While statistics show that migraines go undiagnosed and untreated in at least half of all sufferers, there are no concrete statistics showing how often migraines are misdiagnosed. The results of many studies do indicate that misdiagnosis is very common. There are many reasons for the frequent misdiagnosis of migraines.

Symptoms Similar to Other Illnesses

Many symptoms of migraine can be symptoms of other headache disorders or even completely unrelated illnesses. For example, approximately 9 out of 10 migraineurs with sinus pain and congestion are misdiagnosed as having a sinus headache. This can also work in reverse, and people have been diagnosed as having migraines when in reality they suffer from an unrelated condition.

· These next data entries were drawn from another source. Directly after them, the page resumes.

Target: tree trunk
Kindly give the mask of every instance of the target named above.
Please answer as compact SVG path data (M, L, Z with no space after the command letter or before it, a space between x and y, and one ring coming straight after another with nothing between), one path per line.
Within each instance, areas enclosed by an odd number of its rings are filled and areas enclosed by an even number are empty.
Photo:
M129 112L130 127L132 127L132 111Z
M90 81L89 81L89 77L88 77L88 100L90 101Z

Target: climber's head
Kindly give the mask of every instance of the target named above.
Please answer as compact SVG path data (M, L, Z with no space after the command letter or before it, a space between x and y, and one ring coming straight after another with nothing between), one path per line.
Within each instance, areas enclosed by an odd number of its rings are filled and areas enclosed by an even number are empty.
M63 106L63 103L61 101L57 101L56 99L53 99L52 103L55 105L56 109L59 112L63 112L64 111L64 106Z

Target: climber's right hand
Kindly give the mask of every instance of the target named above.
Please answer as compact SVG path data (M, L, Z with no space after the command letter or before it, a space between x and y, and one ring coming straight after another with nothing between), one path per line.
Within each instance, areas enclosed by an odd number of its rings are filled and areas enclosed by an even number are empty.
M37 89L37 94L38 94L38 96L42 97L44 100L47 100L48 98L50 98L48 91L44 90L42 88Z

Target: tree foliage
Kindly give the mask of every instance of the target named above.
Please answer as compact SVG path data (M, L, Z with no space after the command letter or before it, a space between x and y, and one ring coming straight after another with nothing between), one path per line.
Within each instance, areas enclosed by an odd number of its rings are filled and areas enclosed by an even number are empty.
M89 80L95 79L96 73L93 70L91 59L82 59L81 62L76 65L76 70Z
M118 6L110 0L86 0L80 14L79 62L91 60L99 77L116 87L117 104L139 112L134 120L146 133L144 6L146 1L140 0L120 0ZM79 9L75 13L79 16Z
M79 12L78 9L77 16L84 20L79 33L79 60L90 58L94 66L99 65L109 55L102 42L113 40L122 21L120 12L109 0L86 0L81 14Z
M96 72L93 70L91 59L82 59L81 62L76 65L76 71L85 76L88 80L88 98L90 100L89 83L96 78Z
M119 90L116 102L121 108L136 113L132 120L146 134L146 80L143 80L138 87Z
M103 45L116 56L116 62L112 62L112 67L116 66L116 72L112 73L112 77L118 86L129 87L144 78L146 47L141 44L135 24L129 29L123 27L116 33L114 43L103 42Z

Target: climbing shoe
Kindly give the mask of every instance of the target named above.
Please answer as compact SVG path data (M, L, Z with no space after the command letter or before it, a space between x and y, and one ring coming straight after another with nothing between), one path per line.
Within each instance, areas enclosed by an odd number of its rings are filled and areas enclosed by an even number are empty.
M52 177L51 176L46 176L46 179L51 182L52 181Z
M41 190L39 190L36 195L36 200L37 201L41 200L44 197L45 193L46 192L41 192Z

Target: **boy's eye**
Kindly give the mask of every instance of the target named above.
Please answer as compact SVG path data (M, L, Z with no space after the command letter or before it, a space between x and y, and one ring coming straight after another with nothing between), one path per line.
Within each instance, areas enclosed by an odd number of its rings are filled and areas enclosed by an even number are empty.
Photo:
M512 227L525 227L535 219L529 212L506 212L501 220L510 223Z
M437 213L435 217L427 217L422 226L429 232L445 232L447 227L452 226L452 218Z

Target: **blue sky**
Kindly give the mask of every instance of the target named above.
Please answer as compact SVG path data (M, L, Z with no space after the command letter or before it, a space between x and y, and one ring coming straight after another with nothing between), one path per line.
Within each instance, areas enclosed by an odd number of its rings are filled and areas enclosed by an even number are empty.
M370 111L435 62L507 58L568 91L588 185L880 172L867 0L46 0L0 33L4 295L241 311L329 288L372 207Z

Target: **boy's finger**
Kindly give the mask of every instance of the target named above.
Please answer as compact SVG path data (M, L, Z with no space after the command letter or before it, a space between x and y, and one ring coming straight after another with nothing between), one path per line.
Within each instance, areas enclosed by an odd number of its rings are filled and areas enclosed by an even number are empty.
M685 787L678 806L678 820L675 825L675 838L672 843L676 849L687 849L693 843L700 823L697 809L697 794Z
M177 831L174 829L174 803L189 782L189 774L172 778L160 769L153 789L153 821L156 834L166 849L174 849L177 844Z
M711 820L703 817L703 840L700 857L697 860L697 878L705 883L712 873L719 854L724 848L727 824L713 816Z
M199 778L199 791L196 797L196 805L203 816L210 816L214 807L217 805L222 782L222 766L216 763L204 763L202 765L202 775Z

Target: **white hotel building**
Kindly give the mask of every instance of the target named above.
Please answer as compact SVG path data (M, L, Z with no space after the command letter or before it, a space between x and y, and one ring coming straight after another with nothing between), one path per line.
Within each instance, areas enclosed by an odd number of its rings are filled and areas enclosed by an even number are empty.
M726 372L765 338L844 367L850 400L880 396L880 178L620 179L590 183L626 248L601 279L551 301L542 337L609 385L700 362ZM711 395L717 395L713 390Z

Migraine misdiagnosis in children is extremely typical. In many cases, headaches are attributed to other causes such as anxiety or lack of sleep. Children may not even get an actual headache but suffer from abdominal pain instead.

People who have overused pain relievers, particularly narcotics, may cause medication overuse headaches. This can lead to more frequent and more severe headaches that can be misdiagnosed as a migraine disorder.

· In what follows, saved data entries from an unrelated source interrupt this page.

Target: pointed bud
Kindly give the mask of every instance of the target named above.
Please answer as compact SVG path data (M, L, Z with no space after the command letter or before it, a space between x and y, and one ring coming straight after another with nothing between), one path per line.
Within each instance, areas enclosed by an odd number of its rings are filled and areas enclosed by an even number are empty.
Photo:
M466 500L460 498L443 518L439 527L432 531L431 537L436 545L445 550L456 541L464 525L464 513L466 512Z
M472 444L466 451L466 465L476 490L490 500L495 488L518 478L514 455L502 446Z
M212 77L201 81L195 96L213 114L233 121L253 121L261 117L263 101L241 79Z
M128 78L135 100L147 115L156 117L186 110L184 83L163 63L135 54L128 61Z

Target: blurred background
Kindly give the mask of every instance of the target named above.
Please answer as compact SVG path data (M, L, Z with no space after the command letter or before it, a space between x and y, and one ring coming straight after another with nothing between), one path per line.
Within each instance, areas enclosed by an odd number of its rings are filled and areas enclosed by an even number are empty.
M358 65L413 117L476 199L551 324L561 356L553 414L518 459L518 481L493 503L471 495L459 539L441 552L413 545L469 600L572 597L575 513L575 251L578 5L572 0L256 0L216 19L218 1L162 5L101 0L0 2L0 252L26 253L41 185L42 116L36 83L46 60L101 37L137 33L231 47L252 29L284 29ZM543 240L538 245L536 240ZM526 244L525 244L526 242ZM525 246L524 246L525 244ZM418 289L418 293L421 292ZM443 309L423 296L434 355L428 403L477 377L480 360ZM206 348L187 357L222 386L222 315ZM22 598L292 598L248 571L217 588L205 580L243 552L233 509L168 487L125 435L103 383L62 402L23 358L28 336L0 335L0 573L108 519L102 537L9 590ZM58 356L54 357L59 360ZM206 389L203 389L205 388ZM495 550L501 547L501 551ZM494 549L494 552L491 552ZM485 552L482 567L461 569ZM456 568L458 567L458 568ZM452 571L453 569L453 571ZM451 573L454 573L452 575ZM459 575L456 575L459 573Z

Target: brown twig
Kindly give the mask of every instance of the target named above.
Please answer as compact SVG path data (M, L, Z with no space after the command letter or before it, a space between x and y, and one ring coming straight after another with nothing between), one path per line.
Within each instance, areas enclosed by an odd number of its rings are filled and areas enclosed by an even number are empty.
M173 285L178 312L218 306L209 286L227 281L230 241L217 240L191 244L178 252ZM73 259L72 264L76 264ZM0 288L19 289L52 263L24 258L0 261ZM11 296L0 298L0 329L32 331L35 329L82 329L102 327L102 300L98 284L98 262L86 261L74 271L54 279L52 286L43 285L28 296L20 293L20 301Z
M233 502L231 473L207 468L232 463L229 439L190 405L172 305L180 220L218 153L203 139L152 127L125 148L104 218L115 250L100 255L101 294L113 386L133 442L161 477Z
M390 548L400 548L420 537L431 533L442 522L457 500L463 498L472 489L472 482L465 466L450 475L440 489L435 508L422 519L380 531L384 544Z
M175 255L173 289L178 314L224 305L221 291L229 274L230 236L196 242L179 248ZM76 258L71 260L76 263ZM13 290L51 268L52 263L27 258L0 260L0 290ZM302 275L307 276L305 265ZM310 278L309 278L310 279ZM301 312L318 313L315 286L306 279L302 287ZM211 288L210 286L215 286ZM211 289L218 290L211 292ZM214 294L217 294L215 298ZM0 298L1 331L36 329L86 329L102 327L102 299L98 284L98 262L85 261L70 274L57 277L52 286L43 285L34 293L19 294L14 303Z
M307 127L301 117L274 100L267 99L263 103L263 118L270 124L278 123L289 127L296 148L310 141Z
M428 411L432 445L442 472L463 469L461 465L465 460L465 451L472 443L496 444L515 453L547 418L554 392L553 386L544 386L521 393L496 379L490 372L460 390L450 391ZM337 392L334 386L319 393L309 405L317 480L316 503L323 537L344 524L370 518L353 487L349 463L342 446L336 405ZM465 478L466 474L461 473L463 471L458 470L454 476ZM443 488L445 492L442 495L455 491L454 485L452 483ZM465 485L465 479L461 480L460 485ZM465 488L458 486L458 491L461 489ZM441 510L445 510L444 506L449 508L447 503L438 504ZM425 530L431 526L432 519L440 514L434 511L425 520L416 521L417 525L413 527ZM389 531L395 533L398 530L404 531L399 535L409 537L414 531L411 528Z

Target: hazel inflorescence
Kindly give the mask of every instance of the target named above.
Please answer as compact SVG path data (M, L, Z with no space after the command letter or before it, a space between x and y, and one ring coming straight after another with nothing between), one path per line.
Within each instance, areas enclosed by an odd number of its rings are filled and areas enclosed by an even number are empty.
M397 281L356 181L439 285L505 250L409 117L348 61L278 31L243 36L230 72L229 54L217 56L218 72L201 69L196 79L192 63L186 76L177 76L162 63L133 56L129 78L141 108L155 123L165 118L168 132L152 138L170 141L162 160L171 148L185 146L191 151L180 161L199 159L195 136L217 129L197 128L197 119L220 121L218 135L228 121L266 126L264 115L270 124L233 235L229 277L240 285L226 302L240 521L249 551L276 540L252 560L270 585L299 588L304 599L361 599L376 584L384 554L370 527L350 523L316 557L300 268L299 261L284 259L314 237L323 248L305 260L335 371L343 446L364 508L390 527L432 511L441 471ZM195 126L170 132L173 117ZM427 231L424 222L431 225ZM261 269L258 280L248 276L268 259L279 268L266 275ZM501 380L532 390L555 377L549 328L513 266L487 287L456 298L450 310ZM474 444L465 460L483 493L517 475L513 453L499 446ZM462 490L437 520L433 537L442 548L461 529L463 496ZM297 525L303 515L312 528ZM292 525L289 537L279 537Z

Variety of Frequency, Severity and Duration

Frequency of migraines can vary from a few times per year to multiple times per month. The severity of pain can be moderate to excruciating and the duration of a migraine can be as little as four hours up to several days. These wide variations make an accurate migraine diagnosis difficult.

No Definitive Testing

Less than a third of migraineurs experience the 'aura' associated with classic migraines which makes diagnosis easier. Diagnostic tests are non-existent so testing that is done can only rule out other conditions.

Inaccurate Self-Reporting

Self-reporting of headache history and symptoms is the most important key to obtaining an accurate diagnosis for migraines. Family history of headaches is also a factor that should be mentioned.

Keeping a headache diary for one to three months can help a sufferer get the right diagnosis the first time. Things that should be noted include any triggers prior to the event, symptoms that occur before the onset of pain, what type of pain, how severe the pain is, how long the headache lasts and any other symptoms that co-occur, such as nausea or light sensitivity. Any treatments such as pain relievers should also be noted.

In most cases, the longer period of reporting is best as it can indicate patterns. This can not only help with reaching a diagnosis, but also in establishing the best course of treatment or preventative action.

Inexperience of Doctors

There are few true migraine specialists so most people end up going to their regular doctor about their headaches or in some cases, the emergency room. All too often, migraineurs are told they have a different type of headache, such as a tension or sinus headache. Sometimes, sufferers are told they should seek psychological help for anxiety or depression.

According to the Migraine Awareness Group, more than 60 percent of migraineurs report having a bad experience with a doctor. Many do not pursue further diagnosis or treatment for fear of reliving that negative experience.